Павлик удивляется и выходит.
— Ну, что вы мне покажете? — усаживается за Степин стол Котя.
— Удава, — говорит Таня.
— Простите?
— Змею.
И смотрит на Котю неподвижными, ставшими вдруг другими, совершенно дикими глазами, потом ложится на пол и медленно к Коте ползет.
Из дома Левко доносятся звуки радио. Пугачева все еще поет:
Павлик спускается на первый этаж и выходит на веранду. Здесь тоже работает радио, но другое. Маша, стоящая с кистями у мольберта, слушает «Голос Америки». Сквозь треск помех пробивается голос с несоветским акцентом:
— Как передает наш сотрудник из Лондона, здесь опубликована статья, обвиняющая советского беллетриста Эрика Иванова в сотрудничестве с органами КГБ. Автор популярного сериала «Полковник Шерлинг» аккредитован в Лондоне как постоянный корреспондент газеты «Известия»...

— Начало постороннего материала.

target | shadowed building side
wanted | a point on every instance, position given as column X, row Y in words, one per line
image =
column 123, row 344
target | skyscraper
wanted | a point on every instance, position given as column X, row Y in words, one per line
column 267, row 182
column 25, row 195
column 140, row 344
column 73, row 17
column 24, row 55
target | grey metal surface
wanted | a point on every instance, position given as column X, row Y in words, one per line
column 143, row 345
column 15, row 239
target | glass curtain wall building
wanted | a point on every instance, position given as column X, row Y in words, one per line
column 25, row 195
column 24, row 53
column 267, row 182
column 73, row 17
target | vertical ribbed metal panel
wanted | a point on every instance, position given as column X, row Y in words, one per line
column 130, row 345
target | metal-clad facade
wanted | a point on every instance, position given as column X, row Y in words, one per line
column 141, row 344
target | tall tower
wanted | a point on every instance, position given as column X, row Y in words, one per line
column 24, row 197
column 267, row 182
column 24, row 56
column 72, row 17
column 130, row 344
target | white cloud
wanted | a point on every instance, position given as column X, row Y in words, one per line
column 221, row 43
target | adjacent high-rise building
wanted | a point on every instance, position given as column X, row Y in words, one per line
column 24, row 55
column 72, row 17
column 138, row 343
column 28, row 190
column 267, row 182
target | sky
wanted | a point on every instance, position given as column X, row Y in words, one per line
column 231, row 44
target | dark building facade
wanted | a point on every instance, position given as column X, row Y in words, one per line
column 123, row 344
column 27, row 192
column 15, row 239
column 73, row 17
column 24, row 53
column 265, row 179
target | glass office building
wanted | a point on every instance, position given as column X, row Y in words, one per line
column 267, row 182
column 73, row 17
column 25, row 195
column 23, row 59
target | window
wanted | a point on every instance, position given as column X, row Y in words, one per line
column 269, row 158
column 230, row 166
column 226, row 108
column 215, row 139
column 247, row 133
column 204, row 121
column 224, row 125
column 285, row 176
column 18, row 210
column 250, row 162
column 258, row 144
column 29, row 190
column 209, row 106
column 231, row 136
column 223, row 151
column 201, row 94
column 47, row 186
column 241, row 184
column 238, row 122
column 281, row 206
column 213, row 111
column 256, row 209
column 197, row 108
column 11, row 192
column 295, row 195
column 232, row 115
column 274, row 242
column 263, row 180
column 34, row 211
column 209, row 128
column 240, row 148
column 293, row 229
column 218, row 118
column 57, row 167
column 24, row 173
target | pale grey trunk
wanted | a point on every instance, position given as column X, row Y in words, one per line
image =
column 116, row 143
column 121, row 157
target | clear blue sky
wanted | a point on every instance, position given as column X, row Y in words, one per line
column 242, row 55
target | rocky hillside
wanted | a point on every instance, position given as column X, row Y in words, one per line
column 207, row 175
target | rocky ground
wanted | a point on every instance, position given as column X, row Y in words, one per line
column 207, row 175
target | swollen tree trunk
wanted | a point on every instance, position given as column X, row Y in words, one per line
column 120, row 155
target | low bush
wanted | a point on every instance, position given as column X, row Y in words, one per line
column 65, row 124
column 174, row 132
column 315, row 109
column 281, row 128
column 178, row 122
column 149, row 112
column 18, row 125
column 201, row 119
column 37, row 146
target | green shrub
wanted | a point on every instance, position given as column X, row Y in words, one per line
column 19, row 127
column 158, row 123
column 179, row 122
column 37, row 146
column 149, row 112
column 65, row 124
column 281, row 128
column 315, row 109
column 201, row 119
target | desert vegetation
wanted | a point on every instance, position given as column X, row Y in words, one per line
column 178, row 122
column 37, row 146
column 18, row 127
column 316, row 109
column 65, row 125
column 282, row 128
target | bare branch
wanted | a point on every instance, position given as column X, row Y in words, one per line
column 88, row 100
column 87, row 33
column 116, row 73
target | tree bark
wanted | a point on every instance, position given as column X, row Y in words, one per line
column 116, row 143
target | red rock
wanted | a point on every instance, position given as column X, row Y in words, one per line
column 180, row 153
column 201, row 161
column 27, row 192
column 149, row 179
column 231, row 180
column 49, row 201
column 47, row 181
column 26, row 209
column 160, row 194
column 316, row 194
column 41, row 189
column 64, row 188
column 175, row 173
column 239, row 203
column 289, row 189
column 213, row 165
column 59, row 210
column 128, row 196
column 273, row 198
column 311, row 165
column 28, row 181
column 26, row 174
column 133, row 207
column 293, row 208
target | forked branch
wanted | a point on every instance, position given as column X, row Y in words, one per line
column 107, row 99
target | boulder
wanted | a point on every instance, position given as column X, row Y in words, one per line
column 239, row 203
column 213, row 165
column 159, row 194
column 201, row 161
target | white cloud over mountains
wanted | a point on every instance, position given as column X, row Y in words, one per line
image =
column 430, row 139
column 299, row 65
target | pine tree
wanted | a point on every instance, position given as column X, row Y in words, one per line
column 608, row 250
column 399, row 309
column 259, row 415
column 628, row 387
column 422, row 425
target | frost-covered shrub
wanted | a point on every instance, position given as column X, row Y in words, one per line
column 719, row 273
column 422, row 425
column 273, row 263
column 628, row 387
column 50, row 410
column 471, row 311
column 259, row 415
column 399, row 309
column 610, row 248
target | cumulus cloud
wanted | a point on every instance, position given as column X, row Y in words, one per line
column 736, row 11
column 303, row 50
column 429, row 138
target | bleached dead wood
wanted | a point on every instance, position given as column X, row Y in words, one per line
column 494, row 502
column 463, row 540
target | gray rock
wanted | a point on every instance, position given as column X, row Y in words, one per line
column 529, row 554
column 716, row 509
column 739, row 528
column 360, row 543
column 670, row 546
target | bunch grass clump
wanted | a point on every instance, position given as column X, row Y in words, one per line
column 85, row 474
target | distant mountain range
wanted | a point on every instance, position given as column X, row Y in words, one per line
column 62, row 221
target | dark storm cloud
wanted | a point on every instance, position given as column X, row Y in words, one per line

Маша яростно размазывает краски по холсту. Почувствовав за спиной Павлика, она оборачивается:
— Теперь ты на меня настучишь, да?
— Кому? Про что?
— Всем. Что я слушаю «Голос Америки». Ну и стучи! Стучи! Можешь им сказать, что я их ненавижу! И ненавижу своего отца! И ненавижу советскую власть! Я все ненавижу!
— Понятно, — кивает Павлик и показывает на краски, хаотически размазанные по ее холсту. — А это у тебя что?
— Мой внутренний мир.
— Понятно.
— Что ты заладил: понятно, понятно. Ни черта тебе не понятно. Это абстракция. Изображение трагедии души.